Corritore also produces recording sessions with artists he brings to town. He hopes to release a collection of more than 12 years of recording sessions, many of which were done with engineer Clarke Rigsby.
“His passion is blues and he knows way too much about it,” Rigsby chuckles. “He always comes up with these great artists because he knows who’s who and what’s what and we’ve done some great sessions.
“A lot of these guys are passing, weekly, now. Jimmy Rogers comes to mind — that was a great thing to able to do (Rogers, Muddy Waters’ right-hand man and one of the architects of the Chicago blues, died at the end of last year). Bob’s a master at putting those kinds of things together.”
Corritore has also gone through all the necessary paperwork to create an arts foundation that he hopes to use “to raise funds to bring in acts that financially would be impossible to bring in otherwise — focusing on the blues and jazz idioms. I also hope to bring these artists into the schools for seminars and residencies.”
As a musician, Corritore has not been an official member of any group since a two-year stint with Buddy Reed and the Rip It Ups before the Rhythm Room opened. But that doesn’t mean he’s not keeping his harmonica chops up.
“Rarely does a week or two go by that I’m not up onstage performing with all these wonderful artists that I know that are traveling through,” Corritore says. “I consider myself an accompanist. The harmonica is an accompanying instrument, and me greatest joy in playing is to accompany artists that I really enjoy and make my playing a sympathetic part of the song.

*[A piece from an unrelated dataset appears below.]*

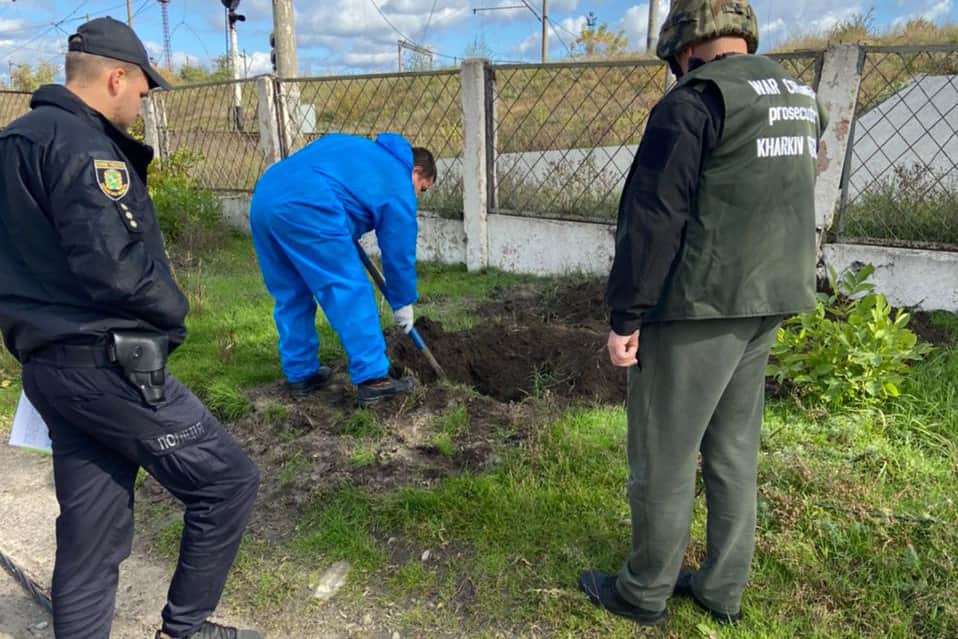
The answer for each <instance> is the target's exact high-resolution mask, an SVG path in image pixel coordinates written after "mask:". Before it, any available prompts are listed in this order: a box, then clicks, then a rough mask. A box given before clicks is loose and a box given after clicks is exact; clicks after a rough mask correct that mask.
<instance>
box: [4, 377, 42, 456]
mask: <svg viewBox="0 0 958 639" xmlns="http://www.w3.org/2000/svg"><path fill="white" fill-rule="evenodd" d="M10 445H11V446H21V447H23V448H35V449H36V450H45V451H47V452H53V445H52V443H51V442H50V433H49V431H48V430H47V425H46V422H44V421H43V418H42V417H40V413H38V412H37V409H36V408H34V407H33V404H31V403H30V400H29V399H27V394H26V393H24V392H23V391H20V403H18V404H17V413H16V415H14V417H13V427H12V428H11V429H10Z"/></svg>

“I’m more into the song than a solo. It’s an indescribable feeling when you can connect with that part of you that’s right at the soul of your music. It’s a great thing and I hope to be able to continue to experience it,” he says.

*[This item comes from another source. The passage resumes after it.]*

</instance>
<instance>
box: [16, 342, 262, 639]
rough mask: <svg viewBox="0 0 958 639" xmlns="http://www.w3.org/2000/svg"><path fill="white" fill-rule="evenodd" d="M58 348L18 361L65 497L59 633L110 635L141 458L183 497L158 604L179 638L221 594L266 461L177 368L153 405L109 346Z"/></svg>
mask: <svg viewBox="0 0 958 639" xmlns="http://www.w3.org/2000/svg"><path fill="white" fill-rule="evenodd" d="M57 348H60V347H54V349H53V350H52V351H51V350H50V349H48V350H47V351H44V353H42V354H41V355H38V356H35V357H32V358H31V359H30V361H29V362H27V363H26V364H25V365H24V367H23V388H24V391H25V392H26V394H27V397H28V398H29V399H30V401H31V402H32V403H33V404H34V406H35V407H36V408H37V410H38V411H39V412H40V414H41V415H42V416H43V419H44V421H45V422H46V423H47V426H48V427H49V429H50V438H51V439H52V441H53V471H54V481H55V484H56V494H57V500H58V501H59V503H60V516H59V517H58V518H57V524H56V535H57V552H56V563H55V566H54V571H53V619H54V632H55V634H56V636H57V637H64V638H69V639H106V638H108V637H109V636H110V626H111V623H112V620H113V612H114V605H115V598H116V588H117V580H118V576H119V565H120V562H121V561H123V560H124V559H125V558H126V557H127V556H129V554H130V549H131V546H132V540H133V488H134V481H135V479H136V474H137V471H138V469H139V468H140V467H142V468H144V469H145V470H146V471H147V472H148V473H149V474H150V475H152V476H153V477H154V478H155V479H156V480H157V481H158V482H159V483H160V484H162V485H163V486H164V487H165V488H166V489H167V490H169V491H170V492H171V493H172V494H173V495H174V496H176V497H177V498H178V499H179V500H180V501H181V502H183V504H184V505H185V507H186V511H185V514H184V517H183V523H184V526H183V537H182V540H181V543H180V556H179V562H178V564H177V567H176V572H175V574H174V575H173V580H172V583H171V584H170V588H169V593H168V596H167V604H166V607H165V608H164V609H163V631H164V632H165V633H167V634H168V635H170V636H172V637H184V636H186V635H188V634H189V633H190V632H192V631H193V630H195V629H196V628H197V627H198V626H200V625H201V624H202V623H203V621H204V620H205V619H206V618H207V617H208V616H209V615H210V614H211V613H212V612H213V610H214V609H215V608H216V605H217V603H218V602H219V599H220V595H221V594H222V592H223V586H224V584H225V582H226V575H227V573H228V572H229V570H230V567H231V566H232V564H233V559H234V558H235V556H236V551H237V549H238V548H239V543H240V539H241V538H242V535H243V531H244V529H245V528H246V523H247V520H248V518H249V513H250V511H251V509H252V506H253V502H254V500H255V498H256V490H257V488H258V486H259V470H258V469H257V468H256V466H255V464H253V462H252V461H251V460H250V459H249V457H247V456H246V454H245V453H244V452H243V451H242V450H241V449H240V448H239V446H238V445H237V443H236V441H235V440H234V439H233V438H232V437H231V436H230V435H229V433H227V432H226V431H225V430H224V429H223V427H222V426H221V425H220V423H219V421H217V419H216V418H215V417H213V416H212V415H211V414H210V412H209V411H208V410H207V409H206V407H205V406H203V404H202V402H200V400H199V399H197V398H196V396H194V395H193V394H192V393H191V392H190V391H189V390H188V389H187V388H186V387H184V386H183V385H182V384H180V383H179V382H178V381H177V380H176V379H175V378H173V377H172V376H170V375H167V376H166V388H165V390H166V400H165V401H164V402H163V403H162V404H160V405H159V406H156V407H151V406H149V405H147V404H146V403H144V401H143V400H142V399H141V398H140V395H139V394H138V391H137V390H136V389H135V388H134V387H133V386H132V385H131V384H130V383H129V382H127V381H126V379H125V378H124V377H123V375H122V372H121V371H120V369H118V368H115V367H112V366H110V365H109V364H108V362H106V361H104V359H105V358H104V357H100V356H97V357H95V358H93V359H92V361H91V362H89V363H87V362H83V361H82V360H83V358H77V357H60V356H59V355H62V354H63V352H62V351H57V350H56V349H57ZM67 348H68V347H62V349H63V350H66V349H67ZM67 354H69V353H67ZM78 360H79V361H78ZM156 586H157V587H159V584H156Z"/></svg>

“He’s a true believer in deep blues and the idea that the blues has an emotional and aesthetic content which transcends the form,” says Rapp, who has played and recorded with Corritore. “It’s music that comes from the heart. When I hear Bob play, I hear somebody playing from the heart. The whole point is to play yourself and he really tries to do that.”

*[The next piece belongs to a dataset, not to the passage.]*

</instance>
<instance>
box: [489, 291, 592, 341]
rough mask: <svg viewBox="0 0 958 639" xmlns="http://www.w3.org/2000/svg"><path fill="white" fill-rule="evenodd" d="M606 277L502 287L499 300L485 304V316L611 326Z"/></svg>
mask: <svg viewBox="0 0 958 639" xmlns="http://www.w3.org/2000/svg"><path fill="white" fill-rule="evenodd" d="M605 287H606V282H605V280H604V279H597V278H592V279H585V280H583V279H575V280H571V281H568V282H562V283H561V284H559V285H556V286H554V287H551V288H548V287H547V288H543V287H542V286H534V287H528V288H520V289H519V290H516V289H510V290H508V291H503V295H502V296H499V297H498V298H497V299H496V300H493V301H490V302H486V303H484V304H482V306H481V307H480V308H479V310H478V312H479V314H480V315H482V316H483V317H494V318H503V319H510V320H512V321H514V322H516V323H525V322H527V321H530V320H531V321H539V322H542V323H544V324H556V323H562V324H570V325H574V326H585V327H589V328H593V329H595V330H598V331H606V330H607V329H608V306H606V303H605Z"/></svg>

From his youth, a love for the blues has guided Bob Corritore throughout his life. As a performer, DJ, promoter, producer and all the other hats he’s worn, Corritore has immersed himself in the music.
“I can’t say enough about him and he’s really good for the music, not just here in Arizona, but all around the country,” Chico Chism says.
Corritore is modest about his accomplishments and confident in the future of the music he loves.
“I’m just trying to hold onto whatever is still there of that old, wonderful, classic sound that inspired me,” he says. “There are some great new artists that are presenting it and that will take the reins, but let’s face it, you’ll never replace a Muddy Waters or a Lightnin’ Hopkins or an Albert King and when John Lee Hooker and B.B. King pass, that will really be a sad time for the blues because it will be the end of an era.
“But the blues will survive, it’s just too strong not to, and the message that’s brought about by the blues will always be meaningful. There’s no question. Once the blues gets in your veins, that’s it. You’re going to want it the rest of your life.”